Isenhower currently is the commanding general of the 1st Armored Division, which is based at Fort Bliss in Texas and part of New Mexico. He’s been in that role since July 2022. He was previously stationed at Fort Cavazos (previously known as Fort Hood) from 2019-2020 as Deputy Division Commander for the 1st Cavalry Division. It’s not entirely clear which base he was referring to, Cavazos or Bliss, when he said he has a “discipline problem” with his soldiers.
The mold issue is one of several urgent concerns and problems facing service members in military housing. Last month the Government Accountability Office released a report outlining the scale of the issue. The report, “Poor Living Conditions Undermine Quality of Life and Readiness,” documented multiple instances of broken utilities such as air conditioning and fire alarms, plus black mold and even raw sewage inside the barracks. The GAO noted that the military does not “reliably assess conditions” in the barracks, which pose “serious health and safety risks.”
Lt. Gen. Jones also gave an answer to the question at AUSA, going before Isenhower. For his part, he said that Army leaders need to do more for enlisted soldiers on the matter and spoke of his own experience with poor housing. Isenhower went afterward, agreeing in part with Jones but then made his “adulting” comments. He finished his remarks by again saying soldiers can solve the matter themselves.
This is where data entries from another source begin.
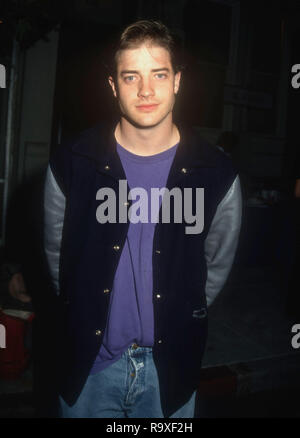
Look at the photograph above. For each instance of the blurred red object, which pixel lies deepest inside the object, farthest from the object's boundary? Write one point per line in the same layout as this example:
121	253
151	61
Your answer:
15	356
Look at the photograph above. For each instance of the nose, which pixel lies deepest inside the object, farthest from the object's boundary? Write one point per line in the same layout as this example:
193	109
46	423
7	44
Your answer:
145	89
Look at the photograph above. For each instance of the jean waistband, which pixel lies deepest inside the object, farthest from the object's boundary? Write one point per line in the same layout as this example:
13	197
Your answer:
135	348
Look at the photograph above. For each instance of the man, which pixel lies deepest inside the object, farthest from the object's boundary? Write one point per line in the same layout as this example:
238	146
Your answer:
134	278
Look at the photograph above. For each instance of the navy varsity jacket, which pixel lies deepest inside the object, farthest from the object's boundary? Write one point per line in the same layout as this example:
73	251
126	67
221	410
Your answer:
189	270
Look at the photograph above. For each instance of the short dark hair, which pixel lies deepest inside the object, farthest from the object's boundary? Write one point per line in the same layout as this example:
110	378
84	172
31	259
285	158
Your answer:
150	31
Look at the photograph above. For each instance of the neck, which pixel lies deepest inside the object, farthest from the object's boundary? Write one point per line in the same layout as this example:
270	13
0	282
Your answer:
146	141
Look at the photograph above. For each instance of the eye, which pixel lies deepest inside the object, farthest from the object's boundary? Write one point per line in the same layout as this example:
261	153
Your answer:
161	75
130	78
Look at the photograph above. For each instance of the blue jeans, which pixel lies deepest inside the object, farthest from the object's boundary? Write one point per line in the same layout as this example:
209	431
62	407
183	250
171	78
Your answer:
128	388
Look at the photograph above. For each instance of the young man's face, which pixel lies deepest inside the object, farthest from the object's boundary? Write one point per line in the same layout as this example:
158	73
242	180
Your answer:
145	85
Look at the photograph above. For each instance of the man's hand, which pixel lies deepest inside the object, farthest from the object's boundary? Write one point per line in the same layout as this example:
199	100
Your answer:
17	288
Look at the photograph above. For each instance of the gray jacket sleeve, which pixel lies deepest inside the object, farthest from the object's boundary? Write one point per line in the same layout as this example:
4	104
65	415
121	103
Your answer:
222	239
54	211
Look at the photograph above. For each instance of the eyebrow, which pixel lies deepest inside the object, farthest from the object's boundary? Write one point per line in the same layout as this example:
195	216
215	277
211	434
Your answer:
155	70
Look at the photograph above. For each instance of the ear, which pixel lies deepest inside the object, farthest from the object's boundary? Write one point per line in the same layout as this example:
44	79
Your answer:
112	84
177	82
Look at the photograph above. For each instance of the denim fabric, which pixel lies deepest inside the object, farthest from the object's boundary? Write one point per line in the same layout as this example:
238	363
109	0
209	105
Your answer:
128	388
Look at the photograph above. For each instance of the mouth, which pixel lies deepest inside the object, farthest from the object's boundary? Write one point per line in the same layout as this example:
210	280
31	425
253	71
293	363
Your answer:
147	108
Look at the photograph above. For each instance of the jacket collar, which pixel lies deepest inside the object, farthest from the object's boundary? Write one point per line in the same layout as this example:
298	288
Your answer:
99	145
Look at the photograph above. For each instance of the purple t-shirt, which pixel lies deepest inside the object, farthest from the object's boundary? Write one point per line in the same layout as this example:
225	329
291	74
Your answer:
130	318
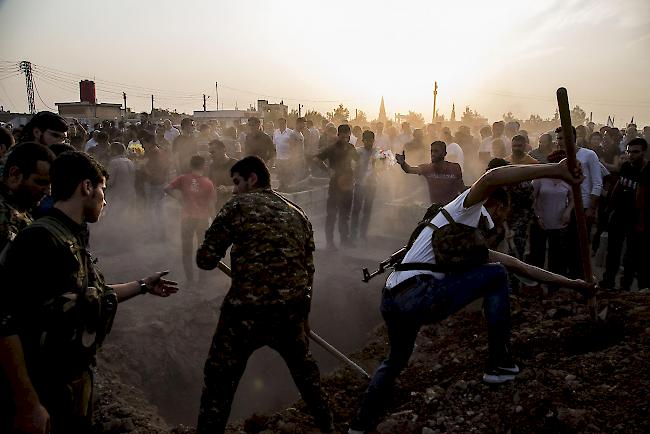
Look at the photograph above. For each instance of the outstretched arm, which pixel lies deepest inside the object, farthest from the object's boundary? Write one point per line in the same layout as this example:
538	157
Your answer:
516	266
486	184
401	160
31	416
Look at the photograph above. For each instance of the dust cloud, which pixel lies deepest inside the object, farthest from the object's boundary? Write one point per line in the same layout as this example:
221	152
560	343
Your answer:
160	345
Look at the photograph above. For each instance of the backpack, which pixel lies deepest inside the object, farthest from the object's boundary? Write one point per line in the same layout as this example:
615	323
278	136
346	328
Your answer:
456	246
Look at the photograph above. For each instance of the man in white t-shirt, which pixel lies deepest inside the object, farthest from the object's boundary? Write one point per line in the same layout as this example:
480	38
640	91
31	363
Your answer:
455	153
282	139
423	293
170	131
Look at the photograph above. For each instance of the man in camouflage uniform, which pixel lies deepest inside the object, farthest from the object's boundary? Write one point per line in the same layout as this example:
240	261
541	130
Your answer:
53	320
269	300
24	183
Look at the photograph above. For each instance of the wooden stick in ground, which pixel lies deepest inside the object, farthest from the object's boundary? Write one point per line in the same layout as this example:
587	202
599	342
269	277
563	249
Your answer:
314	337
581	221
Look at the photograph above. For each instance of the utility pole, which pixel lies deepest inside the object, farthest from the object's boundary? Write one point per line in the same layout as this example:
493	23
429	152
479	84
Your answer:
26	68
435	96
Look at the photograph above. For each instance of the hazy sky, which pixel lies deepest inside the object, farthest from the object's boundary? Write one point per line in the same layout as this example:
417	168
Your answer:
495	56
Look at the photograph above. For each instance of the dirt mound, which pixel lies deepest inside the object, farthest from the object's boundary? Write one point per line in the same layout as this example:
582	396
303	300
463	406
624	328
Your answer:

“[…] that’s how we stay out of the Army Times, if you want to put it that way,” he said. “In many cases, they’ve either misdiagnosed the problem or they could solve the problem themselves.”
Soldiers report and file maintenance requests for issues in the barracks, but the response to those requests can be slow or not enough to deal with massive mold growth. Service members have even started to try to deal with the issue on their own in unique ways. Recently soldiers at Fort Stewart created a mold-detecting device that monitors the conditions, such as humidity, that lead to black mold breaking out.
The Army is looking for billions of dollars to update and repair barracks; last month the deputy assistant secretary of the Army for installations, housing, and partnerships said that more than a fifth of the Army’s 6,7000 barracks were marked as “poor and failing condition.”